Over the winter holidays, controversy broke out over the shocking number of Canadian politicians who travelled, some internationally, despite orders by the government for all Canadians to stay home and avoid unessential travels. Look at the clear hypocrisy: “Rule for thee, but not for me.” Certainly, the “us” versus “them” rhetoric can be expressed openly at news like this. And yet, in many of these ridings where these politicians were voted in, they represented only a minority of the voters due to the FPTP system. There is clear misrepresentation of the people.
Look further at the Canadian Federal Elections. In 2019, Trudeau’s Liberals won the government, albeit a minority, with 33% of the popular vote. The Conservatives, on the other hand, lost despite having 34% of the popular vote. In 2015, Trudeau’s Liberals won a majority while representing 39% of Canadian voters, and in 2011, Harper’s Conservatives won a majority with 39% also. In what sense does this speak “democracy” when many people do not support the party in power? The system is clearly failing in proper representation.
Not only does FPTP create a misrepresented democracy, but it also creates a polarized pseudo two-party system even though Canada is anything but. Every federal election narrows down to whether the Liberals or the Conservatives earn power, both earning roughly the same popular vote. In 2019, this was around 33% each. Looking at the seat distribution, however, and it is advantageous only to these two parties, treating alternatives like the NDP or Green Party to be a wasted vote. Again, consider the 2019 election. The NDP earned 16% of the popular vote, about half of the Liberal’s 33%, yet the Liberals earned 157 seats and the NDP earned only 24. The numbers do not add up. Despite 16% of Canadians voting the NDP, they represent only 7% of the seats in government.
So, as FPTP clearly misrepresents the people, what is the alternative?
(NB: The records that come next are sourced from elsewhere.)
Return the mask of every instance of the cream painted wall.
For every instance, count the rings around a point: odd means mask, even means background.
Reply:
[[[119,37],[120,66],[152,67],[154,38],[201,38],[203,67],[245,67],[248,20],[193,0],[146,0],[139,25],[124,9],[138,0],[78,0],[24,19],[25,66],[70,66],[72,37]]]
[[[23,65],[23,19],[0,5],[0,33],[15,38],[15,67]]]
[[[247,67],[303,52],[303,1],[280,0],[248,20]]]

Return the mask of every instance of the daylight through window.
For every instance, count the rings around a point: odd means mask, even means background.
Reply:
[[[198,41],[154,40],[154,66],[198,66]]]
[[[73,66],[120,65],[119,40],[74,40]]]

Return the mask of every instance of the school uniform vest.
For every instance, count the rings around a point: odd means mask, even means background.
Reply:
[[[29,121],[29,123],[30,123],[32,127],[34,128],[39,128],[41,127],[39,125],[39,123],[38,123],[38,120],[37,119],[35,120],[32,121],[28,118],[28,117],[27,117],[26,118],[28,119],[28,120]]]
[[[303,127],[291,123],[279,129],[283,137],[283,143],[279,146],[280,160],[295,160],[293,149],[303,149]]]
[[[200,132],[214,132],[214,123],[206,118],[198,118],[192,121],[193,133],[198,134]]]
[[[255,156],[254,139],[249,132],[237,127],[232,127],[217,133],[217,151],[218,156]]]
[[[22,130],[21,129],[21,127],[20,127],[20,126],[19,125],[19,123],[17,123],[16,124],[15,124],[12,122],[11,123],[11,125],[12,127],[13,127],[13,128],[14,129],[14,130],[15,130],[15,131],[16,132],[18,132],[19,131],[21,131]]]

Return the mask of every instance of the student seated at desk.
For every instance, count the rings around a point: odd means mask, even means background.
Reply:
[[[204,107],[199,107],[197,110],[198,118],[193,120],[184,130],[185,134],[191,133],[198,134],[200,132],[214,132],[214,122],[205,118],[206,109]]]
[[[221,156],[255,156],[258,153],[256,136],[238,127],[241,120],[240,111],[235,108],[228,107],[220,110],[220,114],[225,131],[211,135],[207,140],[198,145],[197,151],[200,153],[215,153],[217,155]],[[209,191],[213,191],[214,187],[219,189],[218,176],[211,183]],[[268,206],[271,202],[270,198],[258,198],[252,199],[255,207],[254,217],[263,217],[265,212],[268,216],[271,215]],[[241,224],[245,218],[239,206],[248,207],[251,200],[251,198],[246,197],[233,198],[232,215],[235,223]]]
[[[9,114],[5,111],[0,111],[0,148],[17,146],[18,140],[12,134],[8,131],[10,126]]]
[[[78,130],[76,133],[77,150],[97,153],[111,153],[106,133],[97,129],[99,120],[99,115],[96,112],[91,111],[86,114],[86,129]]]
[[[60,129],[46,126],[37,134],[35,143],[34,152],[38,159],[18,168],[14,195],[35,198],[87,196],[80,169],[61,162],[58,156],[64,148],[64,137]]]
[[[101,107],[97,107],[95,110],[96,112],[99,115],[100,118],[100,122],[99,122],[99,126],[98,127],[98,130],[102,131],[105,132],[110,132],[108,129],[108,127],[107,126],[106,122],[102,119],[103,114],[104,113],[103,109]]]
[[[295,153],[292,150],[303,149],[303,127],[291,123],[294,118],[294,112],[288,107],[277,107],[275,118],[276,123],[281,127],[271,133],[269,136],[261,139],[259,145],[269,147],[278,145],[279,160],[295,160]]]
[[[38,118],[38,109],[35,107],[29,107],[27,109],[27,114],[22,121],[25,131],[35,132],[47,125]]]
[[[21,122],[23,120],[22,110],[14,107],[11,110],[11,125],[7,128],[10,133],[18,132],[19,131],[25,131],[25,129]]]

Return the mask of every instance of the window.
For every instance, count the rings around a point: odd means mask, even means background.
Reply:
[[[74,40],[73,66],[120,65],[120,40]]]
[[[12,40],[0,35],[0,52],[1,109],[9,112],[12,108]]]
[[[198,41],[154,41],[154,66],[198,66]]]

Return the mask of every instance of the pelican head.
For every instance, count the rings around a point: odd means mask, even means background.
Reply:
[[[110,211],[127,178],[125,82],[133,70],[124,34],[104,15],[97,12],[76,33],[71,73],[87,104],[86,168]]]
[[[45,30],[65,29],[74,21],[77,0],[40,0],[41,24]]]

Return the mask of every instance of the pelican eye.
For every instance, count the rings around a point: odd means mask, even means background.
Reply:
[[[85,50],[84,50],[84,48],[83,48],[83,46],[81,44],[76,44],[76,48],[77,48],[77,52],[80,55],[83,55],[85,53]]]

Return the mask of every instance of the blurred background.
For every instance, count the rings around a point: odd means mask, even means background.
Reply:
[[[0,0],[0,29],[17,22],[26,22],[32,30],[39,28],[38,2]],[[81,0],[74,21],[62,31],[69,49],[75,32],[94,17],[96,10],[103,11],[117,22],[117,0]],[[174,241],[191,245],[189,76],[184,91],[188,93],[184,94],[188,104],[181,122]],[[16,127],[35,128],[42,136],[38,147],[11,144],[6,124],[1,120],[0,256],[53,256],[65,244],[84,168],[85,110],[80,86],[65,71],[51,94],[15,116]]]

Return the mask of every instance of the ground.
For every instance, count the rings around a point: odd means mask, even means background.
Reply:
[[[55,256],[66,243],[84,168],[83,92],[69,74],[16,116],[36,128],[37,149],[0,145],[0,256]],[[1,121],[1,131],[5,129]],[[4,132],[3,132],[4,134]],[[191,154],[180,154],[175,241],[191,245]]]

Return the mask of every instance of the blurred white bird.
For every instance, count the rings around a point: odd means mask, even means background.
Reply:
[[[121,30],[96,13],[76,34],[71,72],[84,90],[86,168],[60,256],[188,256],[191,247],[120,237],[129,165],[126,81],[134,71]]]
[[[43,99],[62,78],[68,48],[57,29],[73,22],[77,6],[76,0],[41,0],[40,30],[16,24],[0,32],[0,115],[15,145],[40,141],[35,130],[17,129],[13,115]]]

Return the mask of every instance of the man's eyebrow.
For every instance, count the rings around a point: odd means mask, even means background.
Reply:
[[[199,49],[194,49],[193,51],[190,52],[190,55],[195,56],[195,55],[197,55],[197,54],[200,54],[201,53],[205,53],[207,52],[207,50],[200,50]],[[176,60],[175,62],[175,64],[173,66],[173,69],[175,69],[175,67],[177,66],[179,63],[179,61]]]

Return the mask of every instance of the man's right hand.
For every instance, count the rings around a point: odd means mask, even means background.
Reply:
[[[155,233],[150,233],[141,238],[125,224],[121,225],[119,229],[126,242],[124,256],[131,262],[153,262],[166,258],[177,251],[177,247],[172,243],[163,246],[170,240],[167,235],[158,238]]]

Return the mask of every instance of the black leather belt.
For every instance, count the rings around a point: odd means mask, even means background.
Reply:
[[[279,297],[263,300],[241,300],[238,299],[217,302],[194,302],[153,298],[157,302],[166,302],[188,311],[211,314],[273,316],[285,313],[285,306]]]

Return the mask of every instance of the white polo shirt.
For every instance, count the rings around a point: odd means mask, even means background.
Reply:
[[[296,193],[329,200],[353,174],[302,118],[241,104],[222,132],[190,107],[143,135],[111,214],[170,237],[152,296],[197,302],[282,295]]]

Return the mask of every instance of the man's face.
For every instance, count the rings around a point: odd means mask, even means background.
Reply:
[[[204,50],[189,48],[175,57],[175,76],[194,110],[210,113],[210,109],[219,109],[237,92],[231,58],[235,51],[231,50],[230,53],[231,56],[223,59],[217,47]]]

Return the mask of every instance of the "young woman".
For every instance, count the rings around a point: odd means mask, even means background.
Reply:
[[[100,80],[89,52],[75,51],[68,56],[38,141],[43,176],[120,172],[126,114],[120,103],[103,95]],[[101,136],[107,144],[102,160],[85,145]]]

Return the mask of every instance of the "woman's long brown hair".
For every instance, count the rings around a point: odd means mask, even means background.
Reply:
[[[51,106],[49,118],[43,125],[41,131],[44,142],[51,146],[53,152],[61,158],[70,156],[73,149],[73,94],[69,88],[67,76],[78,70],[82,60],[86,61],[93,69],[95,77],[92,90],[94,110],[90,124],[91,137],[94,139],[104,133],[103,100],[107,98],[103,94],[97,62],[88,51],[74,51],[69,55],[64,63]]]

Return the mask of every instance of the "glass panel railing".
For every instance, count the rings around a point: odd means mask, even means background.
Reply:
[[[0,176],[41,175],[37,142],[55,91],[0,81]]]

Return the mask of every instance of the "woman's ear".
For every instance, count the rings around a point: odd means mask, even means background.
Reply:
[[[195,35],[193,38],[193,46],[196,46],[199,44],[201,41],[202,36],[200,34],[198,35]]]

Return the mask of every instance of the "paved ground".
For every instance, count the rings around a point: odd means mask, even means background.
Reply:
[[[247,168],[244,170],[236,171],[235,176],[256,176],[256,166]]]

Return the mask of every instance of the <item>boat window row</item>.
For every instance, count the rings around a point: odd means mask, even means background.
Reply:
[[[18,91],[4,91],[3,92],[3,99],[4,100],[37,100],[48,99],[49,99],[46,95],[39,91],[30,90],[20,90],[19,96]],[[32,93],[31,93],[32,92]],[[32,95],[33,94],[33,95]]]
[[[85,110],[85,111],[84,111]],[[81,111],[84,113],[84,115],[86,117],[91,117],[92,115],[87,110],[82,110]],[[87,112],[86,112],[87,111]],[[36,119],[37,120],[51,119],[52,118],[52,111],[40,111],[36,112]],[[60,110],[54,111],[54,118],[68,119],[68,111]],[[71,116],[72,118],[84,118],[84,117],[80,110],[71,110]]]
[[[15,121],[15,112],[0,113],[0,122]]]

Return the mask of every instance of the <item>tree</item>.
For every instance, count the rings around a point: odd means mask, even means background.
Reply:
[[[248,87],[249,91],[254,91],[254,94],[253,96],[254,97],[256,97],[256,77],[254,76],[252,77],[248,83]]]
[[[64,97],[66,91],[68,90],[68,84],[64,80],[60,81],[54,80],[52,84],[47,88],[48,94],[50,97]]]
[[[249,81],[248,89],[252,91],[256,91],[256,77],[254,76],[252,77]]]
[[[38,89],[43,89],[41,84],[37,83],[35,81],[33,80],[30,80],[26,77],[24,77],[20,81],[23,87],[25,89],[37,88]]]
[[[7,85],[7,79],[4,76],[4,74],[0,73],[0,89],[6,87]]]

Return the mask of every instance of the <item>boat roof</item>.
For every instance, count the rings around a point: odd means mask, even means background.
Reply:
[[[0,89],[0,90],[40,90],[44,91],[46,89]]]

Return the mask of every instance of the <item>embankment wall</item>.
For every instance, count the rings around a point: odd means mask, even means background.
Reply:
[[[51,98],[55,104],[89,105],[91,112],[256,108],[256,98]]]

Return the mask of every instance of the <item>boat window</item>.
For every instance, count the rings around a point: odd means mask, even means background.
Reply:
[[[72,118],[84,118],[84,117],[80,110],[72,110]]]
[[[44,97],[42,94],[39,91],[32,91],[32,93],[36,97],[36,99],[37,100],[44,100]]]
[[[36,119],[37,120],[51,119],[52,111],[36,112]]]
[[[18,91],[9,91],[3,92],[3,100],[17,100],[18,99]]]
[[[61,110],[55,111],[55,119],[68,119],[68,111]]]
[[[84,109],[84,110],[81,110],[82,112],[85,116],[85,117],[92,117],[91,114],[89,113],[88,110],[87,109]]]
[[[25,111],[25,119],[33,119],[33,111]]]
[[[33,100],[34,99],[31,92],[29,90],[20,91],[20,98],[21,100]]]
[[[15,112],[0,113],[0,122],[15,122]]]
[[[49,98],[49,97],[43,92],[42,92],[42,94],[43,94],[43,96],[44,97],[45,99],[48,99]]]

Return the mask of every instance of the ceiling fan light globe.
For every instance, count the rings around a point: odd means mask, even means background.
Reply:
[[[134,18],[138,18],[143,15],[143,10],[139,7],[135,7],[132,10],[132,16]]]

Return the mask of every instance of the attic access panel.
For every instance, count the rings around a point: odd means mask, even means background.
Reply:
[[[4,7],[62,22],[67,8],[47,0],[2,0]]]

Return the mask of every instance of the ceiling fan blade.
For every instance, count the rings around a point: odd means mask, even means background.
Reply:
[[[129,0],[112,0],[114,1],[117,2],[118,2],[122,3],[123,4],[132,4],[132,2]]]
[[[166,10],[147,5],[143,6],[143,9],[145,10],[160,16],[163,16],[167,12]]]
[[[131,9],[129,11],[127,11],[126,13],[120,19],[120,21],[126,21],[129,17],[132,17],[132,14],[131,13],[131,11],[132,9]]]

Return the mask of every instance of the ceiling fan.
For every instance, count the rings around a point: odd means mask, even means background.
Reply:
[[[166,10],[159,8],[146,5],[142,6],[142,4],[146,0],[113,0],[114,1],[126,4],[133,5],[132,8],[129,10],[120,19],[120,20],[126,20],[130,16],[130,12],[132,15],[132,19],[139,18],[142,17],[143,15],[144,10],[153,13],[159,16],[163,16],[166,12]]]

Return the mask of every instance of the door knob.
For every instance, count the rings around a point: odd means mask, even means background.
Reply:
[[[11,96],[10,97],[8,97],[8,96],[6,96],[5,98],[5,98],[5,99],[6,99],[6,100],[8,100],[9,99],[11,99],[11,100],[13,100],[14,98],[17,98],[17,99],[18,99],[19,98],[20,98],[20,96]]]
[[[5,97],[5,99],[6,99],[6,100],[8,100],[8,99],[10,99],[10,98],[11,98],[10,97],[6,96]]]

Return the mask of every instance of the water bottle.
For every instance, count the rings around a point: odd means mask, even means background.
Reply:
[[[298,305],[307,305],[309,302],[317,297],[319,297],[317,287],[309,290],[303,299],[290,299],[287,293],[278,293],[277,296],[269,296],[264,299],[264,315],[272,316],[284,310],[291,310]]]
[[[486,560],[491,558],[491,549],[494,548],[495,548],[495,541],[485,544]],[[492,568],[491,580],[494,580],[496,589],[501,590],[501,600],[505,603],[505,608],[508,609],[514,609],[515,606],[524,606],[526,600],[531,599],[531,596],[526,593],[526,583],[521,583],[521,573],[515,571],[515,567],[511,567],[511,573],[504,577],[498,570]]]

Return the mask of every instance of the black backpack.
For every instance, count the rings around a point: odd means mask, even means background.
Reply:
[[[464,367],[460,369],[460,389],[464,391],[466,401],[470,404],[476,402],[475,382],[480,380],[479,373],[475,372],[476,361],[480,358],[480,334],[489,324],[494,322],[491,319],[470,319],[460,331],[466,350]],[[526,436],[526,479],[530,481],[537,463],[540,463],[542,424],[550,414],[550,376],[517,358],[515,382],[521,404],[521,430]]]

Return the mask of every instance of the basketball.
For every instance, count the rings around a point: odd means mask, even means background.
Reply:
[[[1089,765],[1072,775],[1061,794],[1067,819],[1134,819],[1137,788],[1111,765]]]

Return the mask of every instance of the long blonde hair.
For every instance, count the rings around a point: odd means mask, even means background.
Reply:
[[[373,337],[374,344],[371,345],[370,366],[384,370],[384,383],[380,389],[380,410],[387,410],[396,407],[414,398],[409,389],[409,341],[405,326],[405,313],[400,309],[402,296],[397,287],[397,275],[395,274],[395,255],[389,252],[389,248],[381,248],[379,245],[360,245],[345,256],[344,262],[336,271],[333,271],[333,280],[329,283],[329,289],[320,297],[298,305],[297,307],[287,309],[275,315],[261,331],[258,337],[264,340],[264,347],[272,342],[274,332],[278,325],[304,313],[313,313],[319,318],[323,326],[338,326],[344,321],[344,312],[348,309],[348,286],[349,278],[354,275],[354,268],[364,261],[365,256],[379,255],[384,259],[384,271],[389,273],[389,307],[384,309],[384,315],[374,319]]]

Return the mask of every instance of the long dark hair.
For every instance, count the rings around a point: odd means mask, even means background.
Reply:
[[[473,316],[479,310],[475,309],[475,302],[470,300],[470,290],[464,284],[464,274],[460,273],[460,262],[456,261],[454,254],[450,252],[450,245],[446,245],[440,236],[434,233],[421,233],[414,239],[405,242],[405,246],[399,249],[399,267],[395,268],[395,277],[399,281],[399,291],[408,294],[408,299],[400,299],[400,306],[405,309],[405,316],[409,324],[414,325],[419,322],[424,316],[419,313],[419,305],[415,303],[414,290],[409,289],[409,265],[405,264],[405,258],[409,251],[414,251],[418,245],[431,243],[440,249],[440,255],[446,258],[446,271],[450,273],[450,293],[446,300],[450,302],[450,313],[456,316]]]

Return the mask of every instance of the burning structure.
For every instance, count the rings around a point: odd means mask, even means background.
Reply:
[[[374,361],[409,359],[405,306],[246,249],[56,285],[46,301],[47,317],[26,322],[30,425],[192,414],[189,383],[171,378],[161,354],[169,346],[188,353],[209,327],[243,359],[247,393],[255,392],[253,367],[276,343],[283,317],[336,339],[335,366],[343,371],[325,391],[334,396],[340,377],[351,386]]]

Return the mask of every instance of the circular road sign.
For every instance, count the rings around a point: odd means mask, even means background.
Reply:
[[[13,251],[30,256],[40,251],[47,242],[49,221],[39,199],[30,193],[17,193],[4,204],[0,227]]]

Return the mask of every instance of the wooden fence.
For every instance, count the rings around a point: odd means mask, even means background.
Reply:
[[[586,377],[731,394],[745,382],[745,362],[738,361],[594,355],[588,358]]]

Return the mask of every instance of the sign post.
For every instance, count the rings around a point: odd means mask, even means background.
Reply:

Well, there are several, although the predominant choice is Proportional Representation (PR) which in its simplest form means that the percentage of voters equals the percentage of seats in parliament. One of the largest critiques of PR, however, is this idea that it gives platforms to populists. Certainly, as we see the PPC represent the far-right, populists may gain seats in this electoral system. Yet, under FPTP, we already see the efforts of populist tendencies that creates examples of democratic backsliding, like false claims of election fraud, according to political scientist Nancy Bermeo.
FPTP is dated, misrepresents the Canadian voters, and can spawn the threat of an undermined democracy. Days following the storming of the U.S. Capitol, the Conservative Party claimed Trudeau was rigging the next election. Others have called him a mini fascist. Through a system that allows for polarized and forced voting of the lesser of two evils, the rise of a populist is not an unlikely possibility. Remember, it was FPTP and not PR that saw Maxime Bernier, a far-right populist, lose by a margin of 2% to Scheer despite only 28% of Conservatives voting him in the first round the 2015 Conservative Leader Election. If he had not split off, perhaps Bernier would have been the Conservative voted due to many wishing for Trudeau to be out. In such world, perhaps we would have lost our proud title that is “full democracy.”